The City of London Corporation is ramping up its transport recovery plan, designed to ensure the gradual and safe return of people who work, live and visit the Square Mile. At the Policy and Resources Committee last week I joined other members to endorse Phase Two of the recovery plan offering support for City businesses through the introduction of various transportation and public realm changes. We also reiterated the need to accommodate access for disabled people.

The initiative is primarily based on walking, cycling and the managed use of public transport in order to provide the space needed to comfortably and safely maintain social distancing on City streets.
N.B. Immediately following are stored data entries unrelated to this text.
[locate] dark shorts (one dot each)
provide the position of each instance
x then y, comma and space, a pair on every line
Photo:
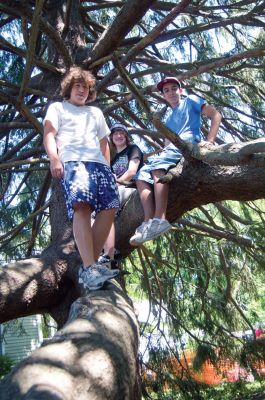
89, 182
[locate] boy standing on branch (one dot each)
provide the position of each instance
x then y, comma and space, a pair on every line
184, 120
75, 139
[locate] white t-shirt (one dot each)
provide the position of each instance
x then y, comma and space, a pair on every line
79, 130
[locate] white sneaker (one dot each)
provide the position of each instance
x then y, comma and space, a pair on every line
94, 276
155, 229
137, 238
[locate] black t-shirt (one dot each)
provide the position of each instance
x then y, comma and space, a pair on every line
120, 163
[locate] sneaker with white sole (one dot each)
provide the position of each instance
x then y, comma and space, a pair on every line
94, 276
137, 238
156, 228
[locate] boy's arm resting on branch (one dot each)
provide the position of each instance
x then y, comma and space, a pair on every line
49, 142
215, 118
104, 147
131, 171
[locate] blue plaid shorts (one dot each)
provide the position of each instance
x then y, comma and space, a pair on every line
89, 182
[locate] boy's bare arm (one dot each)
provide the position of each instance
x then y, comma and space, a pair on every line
131, 171
104, 147
56, 166
215, 118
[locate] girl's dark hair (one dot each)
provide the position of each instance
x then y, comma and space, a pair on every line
77, 75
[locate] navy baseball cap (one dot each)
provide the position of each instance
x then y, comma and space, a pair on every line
168, 79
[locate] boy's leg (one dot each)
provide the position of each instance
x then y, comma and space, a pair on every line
96, 275
161, 194
102, 228
83, 232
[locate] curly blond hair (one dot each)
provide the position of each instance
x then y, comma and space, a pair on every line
76, 75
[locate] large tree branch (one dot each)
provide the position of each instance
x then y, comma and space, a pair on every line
128, 16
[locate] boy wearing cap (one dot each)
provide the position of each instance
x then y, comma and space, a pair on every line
125, 164
184, 120
75, 139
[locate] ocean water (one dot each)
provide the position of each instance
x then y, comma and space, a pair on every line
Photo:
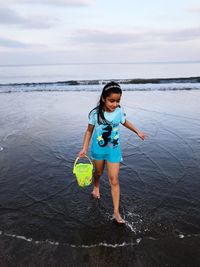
47, 220
55, 73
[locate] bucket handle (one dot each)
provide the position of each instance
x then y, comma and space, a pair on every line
78, 159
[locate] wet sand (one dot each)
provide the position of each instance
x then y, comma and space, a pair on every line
47, 220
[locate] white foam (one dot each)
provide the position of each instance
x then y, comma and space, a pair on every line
55, 243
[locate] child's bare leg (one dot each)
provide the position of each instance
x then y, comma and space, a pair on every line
113, 174
99, 167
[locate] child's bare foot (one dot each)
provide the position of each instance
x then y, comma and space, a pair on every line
118, 218
95, 193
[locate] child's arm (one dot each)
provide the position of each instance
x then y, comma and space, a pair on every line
86, 140
131, 127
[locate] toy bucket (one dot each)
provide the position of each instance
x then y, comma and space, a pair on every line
83, 172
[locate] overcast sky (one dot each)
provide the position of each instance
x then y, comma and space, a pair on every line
78, 31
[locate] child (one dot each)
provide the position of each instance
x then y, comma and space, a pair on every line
103, 127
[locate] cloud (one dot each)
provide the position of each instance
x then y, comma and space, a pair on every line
9, 16
106, 37
183, 35
194, 9
8, 43
50, 2
143, 36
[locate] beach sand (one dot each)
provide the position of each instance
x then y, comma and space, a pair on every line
47, 220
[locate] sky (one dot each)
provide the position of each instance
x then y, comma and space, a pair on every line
98, 31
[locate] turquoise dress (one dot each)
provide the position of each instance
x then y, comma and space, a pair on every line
106, 137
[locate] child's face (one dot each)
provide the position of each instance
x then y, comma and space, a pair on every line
111, 102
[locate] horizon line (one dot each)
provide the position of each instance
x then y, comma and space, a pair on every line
104, 63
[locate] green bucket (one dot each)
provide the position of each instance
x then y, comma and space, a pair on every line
83, 172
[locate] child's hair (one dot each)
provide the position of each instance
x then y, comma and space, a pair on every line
109, 88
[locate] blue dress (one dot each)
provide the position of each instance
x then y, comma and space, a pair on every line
106, 137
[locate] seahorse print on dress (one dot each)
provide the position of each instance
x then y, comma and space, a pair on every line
105, 137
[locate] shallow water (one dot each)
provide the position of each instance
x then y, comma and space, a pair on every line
45, 214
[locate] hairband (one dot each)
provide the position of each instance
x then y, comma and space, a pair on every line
112, 86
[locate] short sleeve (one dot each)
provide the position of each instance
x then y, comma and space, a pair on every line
92, 117
123, 116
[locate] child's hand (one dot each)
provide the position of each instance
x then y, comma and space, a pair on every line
142, 135
82, 153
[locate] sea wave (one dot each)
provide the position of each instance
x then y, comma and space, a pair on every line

The initiative will remain adaptable to changing circumstances with the measures able to be scaled up or down as required to ensure the safety of all City workers, residents and visitors set to return in coming weeks in line with Government guidance.

What are the changes?

On street measures will include:

  • Timed closures to motor vehicles, mostly 7am –7pm, allowing limited access to premises for people with access needs, deliveries and servicing
  • Reallocation of carriageway to space for walking, queuing and cycling and priority for buses
  • Closing streets to through traffic or other changes in operation, eg switching to one-way

Where will the changes be?

Change is required across the Square Mile and will be delivered in phases. The following streets have been selected for Phase 1 based on pedestrian numbers, pavement widths, cycling demand and connections to destinations, retail and transport hubs:

  • Cannon Street (between Queen Victoria Street and Monument junction)
  • Cheapside and Poultry
  • Old Jewry and Coleman Street
  • Lombard Street
  • Leadenhall Street and St Mary Axe
  • Threadneedle Street and Old Broad Street

Fellow Ward of Cheap Councillor & Chair of the Planning and Transportation Committee, Alastair Moss said:

“We are changing the City streets now to give reassurance to people as they plan to return to work, as and when government guidance allows. Our immediate focus is on ensuring the safety of those people who are unable to work from home and who will be returning to the City imminently. Our recovery plan dedicates generous space for City workers, residents and visitors to move around on foot and by bike both safely and comfortably. We are ready to support the safe, sustainable and gradual return of people to the City, as it again becomes the thriving world-class centre for business.”